Taken together, Yeoh and Vijay-Kumar say the findings suggest both the need for regular blood bile acid level testing and a cautious approach to fiber intake in individuals who know they have higher-than-normal levels of bile acids in their blood.
“Serum bile acids can be measured by a simple blood test developed over 50 years ago. However, the test is usually only performed in some pregnant women,” Vijay-Kumar said. “Based on our findings, we believe this simple blood test should be incorporated into the screening measurements that are routinely performed to monitor health.”
And while the researchers are not arguing broadly against the health-promoting benefits of fiber, they are urging attention to what kind of fiber certain individuals eat, underscoring the importance of personalized nutrition.
“All fibers are not made equal, and all fibers are not universally beneficial for everyone. People with liver problems associated with increased bile acids should be cautious about refined, fermentable fiber,” Yeoh said. “If you have a leaky gut liver, you need to be careful of what you eat, because what you eat will be handled in a different way.”

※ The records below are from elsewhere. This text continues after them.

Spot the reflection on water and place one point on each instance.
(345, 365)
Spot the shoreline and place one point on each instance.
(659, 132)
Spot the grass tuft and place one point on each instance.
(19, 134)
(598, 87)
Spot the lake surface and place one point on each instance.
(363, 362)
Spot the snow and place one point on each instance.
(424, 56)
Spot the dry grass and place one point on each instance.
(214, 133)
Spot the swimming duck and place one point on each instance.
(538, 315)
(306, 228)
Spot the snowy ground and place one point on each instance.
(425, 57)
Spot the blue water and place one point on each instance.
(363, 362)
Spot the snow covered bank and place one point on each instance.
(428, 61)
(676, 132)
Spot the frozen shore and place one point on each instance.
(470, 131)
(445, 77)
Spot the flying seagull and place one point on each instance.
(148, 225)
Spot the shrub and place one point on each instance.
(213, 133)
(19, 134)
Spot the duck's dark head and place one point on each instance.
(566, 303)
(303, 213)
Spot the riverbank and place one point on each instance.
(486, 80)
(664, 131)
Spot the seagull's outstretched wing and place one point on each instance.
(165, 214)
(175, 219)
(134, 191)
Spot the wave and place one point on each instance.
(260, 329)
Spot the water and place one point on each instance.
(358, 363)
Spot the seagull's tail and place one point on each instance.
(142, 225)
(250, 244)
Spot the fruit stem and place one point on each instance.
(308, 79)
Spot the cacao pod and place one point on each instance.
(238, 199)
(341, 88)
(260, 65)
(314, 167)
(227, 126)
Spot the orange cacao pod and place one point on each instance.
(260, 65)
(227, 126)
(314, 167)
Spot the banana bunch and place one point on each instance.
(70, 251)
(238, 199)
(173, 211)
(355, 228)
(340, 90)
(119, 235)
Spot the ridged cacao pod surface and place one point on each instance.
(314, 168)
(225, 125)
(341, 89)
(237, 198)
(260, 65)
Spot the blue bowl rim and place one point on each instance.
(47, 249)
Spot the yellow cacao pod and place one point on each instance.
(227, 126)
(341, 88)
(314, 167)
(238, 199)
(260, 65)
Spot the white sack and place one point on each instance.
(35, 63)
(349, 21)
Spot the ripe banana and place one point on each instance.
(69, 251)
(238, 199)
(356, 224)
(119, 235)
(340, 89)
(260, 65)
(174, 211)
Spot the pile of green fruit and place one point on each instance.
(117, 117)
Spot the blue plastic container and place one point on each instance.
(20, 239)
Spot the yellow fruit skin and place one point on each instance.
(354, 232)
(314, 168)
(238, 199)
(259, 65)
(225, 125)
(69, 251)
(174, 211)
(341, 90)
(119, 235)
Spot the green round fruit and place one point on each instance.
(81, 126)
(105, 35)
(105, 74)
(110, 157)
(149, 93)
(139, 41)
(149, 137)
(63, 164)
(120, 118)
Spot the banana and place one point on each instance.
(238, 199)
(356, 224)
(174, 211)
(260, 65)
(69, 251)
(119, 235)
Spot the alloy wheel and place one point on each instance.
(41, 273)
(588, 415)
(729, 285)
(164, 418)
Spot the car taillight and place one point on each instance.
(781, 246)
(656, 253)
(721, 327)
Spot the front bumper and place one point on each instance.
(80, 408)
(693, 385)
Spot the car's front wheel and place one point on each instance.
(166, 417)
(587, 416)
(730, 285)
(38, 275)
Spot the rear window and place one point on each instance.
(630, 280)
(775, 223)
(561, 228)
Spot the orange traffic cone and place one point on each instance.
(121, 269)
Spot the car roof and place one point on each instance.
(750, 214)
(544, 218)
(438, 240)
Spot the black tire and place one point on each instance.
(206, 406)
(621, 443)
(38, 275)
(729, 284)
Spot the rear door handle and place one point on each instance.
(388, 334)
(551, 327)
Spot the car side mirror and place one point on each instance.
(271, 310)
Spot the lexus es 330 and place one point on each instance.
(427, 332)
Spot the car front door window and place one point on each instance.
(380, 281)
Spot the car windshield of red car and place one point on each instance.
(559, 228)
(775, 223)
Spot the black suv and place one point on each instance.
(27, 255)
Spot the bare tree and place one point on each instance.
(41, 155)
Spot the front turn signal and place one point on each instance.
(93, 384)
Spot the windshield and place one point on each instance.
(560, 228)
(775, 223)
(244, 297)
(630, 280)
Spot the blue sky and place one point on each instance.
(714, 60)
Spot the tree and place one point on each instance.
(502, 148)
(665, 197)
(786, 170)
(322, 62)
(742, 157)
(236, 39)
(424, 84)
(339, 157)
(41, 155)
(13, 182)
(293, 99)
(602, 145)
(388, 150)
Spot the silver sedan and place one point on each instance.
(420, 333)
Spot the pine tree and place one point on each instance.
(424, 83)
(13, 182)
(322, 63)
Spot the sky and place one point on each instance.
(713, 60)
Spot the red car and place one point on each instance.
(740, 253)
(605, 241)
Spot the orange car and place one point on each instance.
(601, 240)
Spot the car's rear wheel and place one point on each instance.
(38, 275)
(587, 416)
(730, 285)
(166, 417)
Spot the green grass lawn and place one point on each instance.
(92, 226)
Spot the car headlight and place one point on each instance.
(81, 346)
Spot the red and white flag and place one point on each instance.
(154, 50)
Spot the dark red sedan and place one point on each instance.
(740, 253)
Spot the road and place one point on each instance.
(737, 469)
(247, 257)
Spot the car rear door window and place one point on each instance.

References: “Enterohepatic Shunt-Driven Cholemia Predisposes to Liver Cancer” by Beng San Yeoh, Piu Saha, Rachel M. Golonka, Jun Zou, Jessica L. Petrick, Ahmed A. Abokor, Xia Xiao, Venugopal R. Bovilla, Alexis C.A. Bretin, Jesús Rivera-Esteban, Dominick Parisi, Andrea A. Florio, Stephanie J. Weinstein, Demetrius Albanes, Gordon J. Freeman, Amira F. Gohara, Andreea Ciudin, Juan M. Pericàs, Bina Joe, Robert F. Schwabe, Katherine A. McGlynn, Andrew T. Gewirtz and Matam Vijay-Kumar, 18 August 2022, Gastroenterology.
“Dysregulated Microbial Fermentation of Soluble Fiber Induces Cholestatic Liver Cancer” by Vishal Singh, Beng San Yeoh, Benoit Chassaing, Xia Xiao, Piu Saha, Rodrigo Aguilera Olvera, John D. Lapek Jr., Limin Zhang, Wei-Bei Wang, Sijie Hao, Michael D. Flythe, David J. Gonzalez, Patrice D. Cani, Jose R. Conejo-Garcia, Na Xiong, Mary J. Kennett, Bina Joe, Andrew D. Patterson, Andrew T. Gewirtz and Matam Vijay-Kumar, 18 October 2018, Cell.